If the FDA does not recall these products, considering the unknown risk of infection and the knowledge that equally effective products exist for treating all of the diseases for which Abbokinase is approved and the unapproved uses as well, what assurance do Americans have for the safety of many other FDA-regulated biologics, such as the blood supply? If blood were collected and processed in the extraordinarily dangerous and sloppy process which has been found to characterize the production of Abbokinase from kidneys obtained under highly suspicious circumstances from infants at high risk of Hepatitis C and other diseases including tropical diseases, and processed in the dangerous way Abbokinase has been, there would be a massive outcry. If the FDA waits until the first documented case of Abbokinase-induced infection occurs to act, it will be making a mockery out of the notion of preventive public health action.
A double standard seems to be operating in this case. The questions raised about the kidney tissue taken from deceased babies in Colombia were serious enough to merit a now six-month hold on importing this tissue. Yet patients are being exposed to potentially contaminated Abbokinase manufactured from kidney tissue imported before the hold which was collected and processed under equally questionable and dangerous methods. It is difficult to come up with a more dangerous scenario for an FDA-regulated biologic.
However, the recent record number of non-biologic drugs which have been recalled in the past two years because of serious safety problems (Duract, Posicor, Redux and Seldane) demonstrates that the problem of inadequate--too late--regulatory action is not limited to biologics.

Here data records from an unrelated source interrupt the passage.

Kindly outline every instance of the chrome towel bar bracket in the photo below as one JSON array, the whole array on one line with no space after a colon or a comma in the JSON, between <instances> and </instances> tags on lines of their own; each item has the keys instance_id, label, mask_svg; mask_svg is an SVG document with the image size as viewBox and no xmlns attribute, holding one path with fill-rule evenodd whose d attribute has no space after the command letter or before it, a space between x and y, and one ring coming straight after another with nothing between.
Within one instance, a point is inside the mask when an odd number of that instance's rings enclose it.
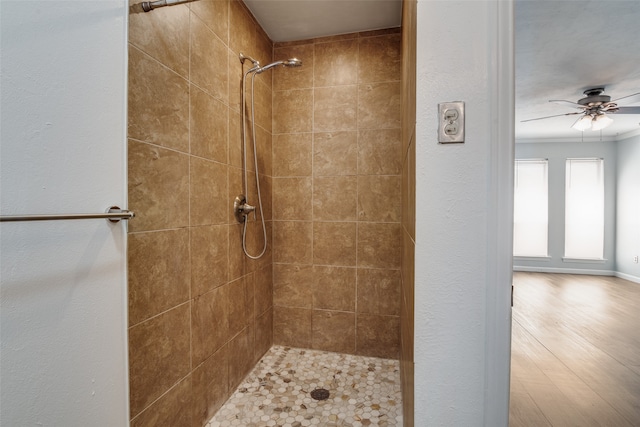
<instances>
[{"instance_id":1,"label":"chrome towel bar bracket","mask_svg":"<svg viewBox=\"0 0 640 427\"><path fill-rule=\"evenodd\" d=\"M118 206L111 206L104 213L95 214L55 214L55 215L3 215L0 222L16 221L57 221L69 219L106 219L110 222L120 222L121 219L128 220L135 216L135 213Z\"/></svg>"}]
</instances>

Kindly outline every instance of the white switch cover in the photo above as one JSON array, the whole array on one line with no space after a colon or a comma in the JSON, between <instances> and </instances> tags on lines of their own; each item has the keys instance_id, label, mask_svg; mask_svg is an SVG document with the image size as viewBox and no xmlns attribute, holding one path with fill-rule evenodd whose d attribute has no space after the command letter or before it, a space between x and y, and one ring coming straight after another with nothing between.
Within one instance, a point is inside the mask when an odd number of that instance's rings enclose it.
<instances>
[{"instance_id":1,"label":"white switch cover","mask_svg":"<svg viewBox=\"0 0 640 427\"><path fill-rule=\"evenodd\" d=\"M438 142L464 143L464 102L438 104Z\"/></svg>"}]
</instances>

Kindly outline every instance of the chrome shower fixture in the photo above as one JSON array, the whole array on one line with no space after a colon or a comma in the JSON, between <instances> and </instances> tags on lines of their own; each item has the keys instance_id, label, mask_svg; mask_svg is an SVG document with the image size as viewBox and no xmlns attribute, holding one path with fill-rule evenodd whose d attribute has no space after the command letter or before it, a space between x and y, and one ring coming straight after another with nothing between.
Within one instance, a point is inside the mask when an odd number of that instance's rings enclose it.
<instances>
[{"instance_id":1,"label":"chrome shower fixture","mask_svg":"<svg viewBox=\"0 0 640 427\"><path fill-rule=\"evenodd\" d=\"M258 149L257 149L257 144L256 144L256 120L255 120L255 114L256 114L256 109L255 109L255 96L254 96L254 88L255 88L255 78L258 74L262 73L263 71L267 71L270 68L273 68L277 65L282 65L284 67L299 67L302 65L302 61L299 60L298 58L291 58L291 59L286 59L286 60L282 60L282 61L276 61L273 62L269 65L265 65L264 67L260 66L260 62L250 56L247 56L243 53L240 53L238 55L240 57L240 62L244 65L244 62L246 60L251 61L251 68L249 68L247 71L244 71L244 66L242 67L243 69L243 74L242 74L242 82L241 82L241 101L240 101L240 105L242 106L241 110L242 110L242 152L243 152L243 156L242 156L242 169L244 171L244 179L242 180L243 182L243 189L244 189L244 194L249 194L249 179L247 176L247 152L249 151L249 144L247 141L247 122L249 123L250 129L251 129L251 133L249 136L249 140L253 145L253 164L255 166L255 179L256 179L256 190L257 190L257 195L258 195L258 207L259 207L259 212L260 212L260 222L262 223L262 238L263 238L263 245L262 245L262 251L258 254L258 255L251 255L249 253L249 251L247 250L247 224L249 223L249 214L251 212L253 212L253 218L254 220L256 220L256 206L251 206L250 204L247 203L247 198L245 195L241 194L238 197L236 197L234 203L233 203L233 212L235 214L236 220L238 220L239 223L242 223L242 251L244 252L244 254L251 258L251 259L258 259L260 257L262 257L265 252L267 251L267 226L265 225L264 222L264 211L262 209L262 194L260 191L260 173L258 172ZM245 107L245 103L246 103L246 85L247 85L247 79L251 78L251 101L250 101L250 105L251 107L249 108L250 110L250 114L251 114L251 120L247 119L247 108Z\"/></svg>"},{"instance_id":2,"label":"chrome shower fixture","mask_svg":"<svg viewBox=\"0 0 640 427\"><path fill-rule=\"evenodd\" d=\"M256 71L256 74L263 73L267 71L269 68L273 68L278 65L282 65L283 67L300 67L302 66L302 61L299 60L298 58L290 58L282 61L272 62L271 64L267 64L264 67L258 68L258 70Z\"/></svg>"},{"instance_id":3,"label":"chrome shower fixture","mask_svg":"<svg viewBox=\"0 0 640 427\"><path fill-rule=\"evenodd\" d=\"M171 6L180 3L189 3L195 0L157 0L157 1L144 1L142 2L142 10L145 12L151 12L153 9L159 7Z\"/></svg>"},{"instance_id":4,"label":"chrome shower fixture","mask_svg":"<svg viewBox=\"0 0 640 427\"><path fill-rule=\"evenodd\" d=\"M253 65L255 66L260 66L260 61L253 59L252 57L250 57L249 55L245 55L244 53L240 52L240 55L238 55L240 57L240 62L244 64L245 60L249 60L253 63Z\"/></svg>"}]
</instances>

An immediate recall of all Abbokinase products should be instituted and prosecution of the companies involved for violation of federal laws should be immediately undertaken.
I look forward to a prompt response to this letter.
Sidney M. Wolfe, M.D. , Director
Public Citizen's Health Research Group
1. Abbott Abbokinase Use Should Be Limited Due to Infection Risks From Donors. Food Drug and Cosmetic Reports, February 1, 1999, page 6.
2. FDA Form 483: Summary of Inspection of BioWhittaker, Walkersville MD, July 14-16, 21-23 and August 3, 1998. Issued August 3, 1998.
3. FDA Import Alert: 8/11/98 (IA # 57-B10).
4. FDA Form 483: Summary of Inspection of Abbott Laboratories, Abbott Park, IL. 10/26-11/20/98. Issued 11/20/98.
5. Letter from Dr. Kathryn Zoon, Director of CBER in FDA, 1/25/99 to Health Professionals. "Important Drug Warning."
6. Current FDA-approved labeling of Abbokinase.
7. Annals of Surgery 1994; 220:251-268.
8. Letter from Victor Marder, M.D. to Sidney M. Wolfe, M.D., February 5, 1999.